@browser32,
Here's the flaw in your argument...
It comes at the point where you consider an arbitrary false statement and try to show that it is a member of the set of true statements. (Nothing wrong with doing that in logic, if you can pull it off, but here you just can't...)
browser32 wrote:
If a statement is false, then it implies a contradiction (as we find in a proof by contradiction). Since anything follows from a contradiction, it follows that the statement is true. Thus the statement is a member of the set of true statements.
Okay you're considering the case of a statement that is false.

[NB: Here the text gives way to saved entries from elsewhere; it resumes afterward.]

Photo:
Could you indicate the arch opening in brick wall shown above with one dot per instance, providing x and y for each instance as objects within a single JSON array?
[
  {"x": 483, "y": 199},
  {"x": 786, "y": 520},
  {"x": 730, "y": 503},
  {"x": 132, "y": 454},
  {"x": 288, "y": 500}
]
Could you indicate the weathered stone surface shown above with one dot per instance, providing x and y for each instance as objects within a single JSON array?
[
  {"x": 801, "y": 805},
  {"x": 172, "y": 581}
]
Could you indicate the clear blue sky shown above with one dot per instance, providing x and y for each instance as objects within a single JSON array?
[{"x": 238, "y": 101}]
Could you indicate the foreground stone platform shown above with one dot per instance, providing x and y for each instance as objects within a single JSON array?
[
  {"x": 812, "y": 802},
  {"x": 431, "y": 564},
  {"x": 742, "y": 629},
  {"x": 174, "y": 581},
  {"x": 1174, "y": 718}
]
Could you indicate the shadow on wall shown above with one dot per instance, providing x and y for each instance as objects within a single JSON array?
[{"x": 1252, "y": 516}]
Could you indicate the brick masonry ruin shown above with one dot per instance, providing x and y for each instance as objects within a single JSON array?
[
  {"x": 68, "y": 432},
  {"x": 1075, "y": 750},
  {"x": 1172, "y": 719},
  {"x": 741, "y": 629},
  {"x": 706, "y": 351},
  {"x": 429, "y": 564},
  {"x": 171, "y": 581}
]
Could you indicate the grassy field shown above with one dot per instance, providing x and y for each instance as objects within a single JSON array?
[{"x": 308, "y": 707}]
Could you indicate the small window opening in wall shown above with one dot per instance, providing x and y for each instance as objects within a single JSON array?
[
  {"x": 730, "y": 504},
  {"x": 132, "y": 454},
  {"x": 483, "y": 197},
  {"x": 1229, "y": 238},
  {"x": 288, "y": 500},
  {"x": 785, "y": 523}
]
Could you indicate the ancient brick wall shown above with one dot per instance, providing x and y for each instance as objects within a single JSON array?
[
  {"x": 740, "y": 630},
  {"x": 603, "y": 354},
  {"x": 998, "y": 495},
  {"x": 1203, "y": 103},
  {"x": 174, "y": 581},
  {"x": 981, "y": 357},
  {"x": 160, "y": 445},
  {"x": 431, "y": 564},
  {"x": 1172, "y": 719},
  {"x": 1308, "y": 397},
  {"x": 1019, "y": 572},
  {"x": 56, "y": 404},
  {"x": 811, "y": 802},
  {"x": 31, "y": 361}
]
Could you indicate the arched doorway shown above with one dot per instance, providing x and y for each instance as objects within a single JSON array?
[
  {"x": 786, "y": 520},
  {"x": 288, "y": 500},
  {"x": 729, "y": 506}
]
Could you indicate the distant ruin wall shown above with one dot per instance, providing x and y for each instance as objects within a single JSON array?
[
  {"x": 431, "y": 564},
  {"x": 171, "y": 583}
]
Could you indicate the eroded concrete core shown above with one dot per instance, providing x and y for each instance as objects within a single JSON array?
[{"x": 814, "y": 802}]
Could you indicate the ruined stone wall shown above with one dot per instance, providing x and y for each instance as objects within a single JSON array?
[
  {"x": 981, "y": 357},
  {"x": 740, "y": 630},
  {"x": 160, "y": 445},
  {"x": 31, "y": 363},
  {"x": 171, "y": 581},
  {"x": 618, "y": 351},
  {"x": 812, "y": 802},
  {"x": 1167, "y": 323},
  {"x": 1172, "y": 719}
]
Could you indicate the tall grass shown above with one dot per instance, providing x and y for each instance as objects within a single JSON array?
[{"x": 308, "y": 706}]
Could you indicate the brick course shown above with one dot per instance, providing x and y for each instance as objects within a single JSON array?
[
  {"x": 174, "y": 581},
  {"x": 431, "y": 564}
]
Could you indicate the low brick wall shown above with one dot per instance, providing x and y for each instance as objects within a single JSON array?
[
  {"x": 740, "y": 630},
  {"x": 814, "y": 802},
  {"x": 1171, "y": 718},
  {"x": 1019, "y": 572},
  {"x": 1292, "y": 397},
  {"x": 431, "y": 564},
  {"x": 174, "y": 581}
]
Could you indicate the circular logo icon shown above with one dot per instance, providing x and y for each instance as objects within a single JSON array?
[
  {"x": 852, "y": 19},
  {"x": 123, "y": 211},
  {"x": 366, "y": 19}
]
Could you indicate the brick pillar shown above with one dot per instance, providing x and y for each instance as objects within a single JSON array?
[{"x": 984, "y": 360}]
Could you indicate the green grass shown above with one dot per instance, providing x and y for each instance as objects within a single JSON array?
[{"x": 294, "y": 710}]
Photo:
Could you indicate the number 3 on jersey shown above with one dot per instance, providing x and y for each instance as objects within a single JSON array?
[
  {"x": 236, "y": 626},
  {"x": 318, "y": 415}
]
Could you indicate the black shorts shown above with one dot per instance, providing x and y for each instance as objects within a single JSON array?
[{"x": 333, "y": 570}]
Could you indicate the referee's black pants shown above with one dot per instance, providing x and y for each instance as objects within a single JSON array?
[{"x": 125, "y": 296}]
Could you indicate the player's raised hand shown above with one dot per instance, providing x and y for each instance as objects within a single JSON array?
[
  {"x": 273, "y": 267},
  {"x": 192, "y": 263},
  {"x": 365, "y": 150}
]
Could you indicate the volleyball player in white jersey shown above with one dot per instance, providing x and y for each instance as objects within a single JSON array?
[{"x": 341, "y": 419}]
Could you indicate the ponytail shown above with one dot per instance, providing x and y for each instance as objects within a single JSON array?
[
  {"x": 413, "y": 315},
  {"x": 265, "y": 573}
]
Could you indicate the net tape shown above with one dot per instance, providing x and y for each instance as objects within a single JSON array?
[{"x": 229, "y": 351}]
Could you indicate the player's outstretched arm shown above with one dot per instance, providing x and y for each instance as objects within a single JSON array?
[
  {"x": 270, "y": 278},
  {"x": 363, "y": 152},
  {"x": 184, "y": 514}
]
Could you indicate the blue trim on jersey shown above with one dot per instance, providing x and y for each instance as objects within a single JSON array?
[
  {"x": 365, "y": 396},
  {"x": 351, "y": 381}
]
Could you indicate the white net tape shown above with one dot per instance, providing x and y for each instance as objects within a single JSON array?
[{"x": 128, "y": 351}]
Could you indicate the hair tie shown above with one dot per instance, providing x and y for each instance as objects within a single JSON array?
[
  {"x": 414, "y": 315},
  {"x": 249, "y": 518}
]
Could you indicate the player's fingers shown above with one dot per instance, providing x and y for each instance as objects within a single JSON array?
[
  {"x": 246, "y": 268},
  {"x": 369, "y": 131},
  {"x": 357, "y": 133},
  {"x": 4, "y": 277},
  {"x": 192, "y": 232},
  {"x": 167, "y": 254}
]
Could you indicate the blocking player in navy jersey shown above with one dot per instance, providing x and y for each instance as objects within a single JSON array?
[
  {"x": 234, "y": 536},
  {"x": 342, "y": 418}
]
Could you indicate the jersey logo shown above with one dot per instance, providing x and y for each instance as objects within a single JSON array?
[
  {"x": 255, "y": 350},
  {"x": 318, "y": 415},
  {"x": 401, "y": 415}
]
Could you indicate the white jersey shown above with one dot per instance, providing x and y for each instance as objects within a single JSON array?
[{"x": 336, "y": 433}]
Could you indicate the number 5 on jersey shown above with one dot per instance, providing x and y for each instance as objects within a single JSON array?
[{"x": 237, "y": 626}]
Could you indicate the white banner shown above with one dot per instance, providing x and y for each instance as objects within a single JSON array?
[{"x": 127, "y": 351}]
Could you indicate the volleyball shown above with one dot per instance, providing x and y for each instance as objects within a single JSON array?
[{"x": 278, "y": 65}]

In "proof by contradiction", an assumption that a false statement is
true leads to a contradiction, from which in turn follows any conclusion you like, including your own desired conclusion in this thread that our false statement is a member of the set of true statements.
But we are
not assuming that our false statement is true; we are considering the case where it is false. A contradiction does
not follow from an assumption we haven't made about our false statement being true. We may
not conclude anything we like from a contradiction that we haven't derived. Specifically, we cannot conclude that the false statement under consideration is a member of the set of true statements.
Sorry, friendo, but your argument doesn't demonstrate that there is any kind of paradox associated either with proof by contradiction or with axiomatic set theory.
It does, however, demonstrate some clever sleight of hand.